Here is a different set of unions suit (again, these are the "early ones" - they have come back around with later suits) - AFGE, et al - https://www.afge.org/publication/trump-administration-fork-directive-ultimatum-unlawful-as-written-unions-urge-court-to-find/
(snip)
The Fork Directive is the latest attempt by the Trump-Vance administration to implement Project 2025s dangerous plans to remove career public service workers and replace them with partisan loyalists. The Fork Directive amounts to a clear ultimatum to a sweeping number of federal employees: resign now or face the possibility of job loss without compensation in the near future. Even so, as employees face threats from the Office of Personnel Management (OPM) that failure to resign may result in being fired without compensation, workers are being offered a package that violates the law. For example, it is wholly unclear how the government can promise to pay workers for a deferred resignation when the funds to do so have not been appropriated.
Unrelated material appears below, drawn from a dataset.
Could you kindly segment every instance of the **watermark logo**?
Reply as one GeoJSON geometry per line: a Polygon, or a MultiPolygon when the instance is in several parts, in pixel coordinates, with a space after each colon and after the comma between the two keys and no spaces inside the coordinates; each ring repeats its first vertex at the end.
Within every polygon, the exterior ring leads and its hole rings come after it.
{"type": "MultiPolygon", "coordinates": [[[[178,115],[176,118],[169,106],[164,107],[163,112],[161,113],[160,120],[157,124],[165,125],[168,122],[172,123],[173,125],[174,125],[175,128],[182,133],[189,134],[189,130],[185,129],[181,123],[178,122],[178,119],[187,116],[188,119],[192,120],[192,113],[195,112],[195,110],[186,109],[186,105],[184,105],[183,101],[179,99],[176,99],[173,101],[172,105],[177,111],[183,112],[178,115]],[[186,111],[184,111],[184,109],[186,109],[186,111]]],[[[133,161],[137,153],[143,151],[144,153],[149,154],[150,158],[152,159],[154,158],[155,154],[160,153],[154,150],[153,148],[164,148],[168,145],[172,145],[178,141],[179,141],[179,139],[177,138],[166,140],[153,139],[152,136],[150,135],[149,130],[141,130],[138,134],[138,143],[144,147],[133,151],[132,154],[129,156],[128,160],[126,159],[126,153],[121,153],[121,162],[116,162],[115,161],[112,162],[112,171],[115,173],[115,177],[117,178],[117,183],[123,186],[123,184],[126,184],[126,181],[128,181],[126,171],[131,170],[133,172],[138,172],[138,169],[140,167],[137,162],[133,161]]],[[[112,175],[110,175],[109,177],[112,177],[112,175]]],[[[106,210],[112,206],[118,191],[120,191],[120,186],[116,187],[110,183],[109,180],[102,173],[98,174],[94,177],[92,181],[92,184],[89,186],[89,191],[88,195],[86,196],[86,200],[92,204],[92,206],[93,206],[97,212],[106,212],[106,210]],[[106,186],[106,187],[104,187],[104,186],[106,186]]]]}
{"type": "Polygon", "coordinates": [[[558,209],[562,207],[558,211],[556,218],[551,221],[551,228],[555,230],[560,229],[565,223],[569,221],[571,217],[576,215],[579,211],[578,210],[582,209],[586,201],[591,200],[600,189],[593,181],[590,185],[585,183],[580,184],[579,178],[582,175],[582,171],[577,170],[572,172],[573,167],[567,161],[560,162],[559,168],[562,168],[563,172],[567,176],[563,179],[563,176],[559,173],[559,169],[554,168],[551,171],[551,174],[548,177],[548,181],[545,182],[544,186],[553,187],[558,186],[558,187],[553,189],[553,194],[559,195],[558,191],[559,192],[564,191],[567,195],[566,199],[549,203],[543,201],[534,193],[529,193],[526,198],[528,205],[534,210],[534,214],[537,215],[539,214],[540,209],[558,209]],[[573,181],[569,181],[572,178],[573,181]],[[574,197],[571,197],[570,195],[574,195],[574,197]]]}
The complaint further describes FAQs made available promoting the Fork Directive that are misleading. For example, despite assertions that workers would be free to accept other jobs after resigning, longstanding federal ethics regulations place numerous restrictions on the outside employment opportunities that a current federal worker can accept.
(snip)
Everything they did was backasswards and I certainly remember the 1990s furloughs/RIFs/buyouts under Clinton and the legislation that it took to bring it about as there is a "seniority" aspect involved too that was ignored by DOGE and their minions.
And I will agree to disagree although I had to take all kinds of ridiculous training and get read the riot act on this stuff.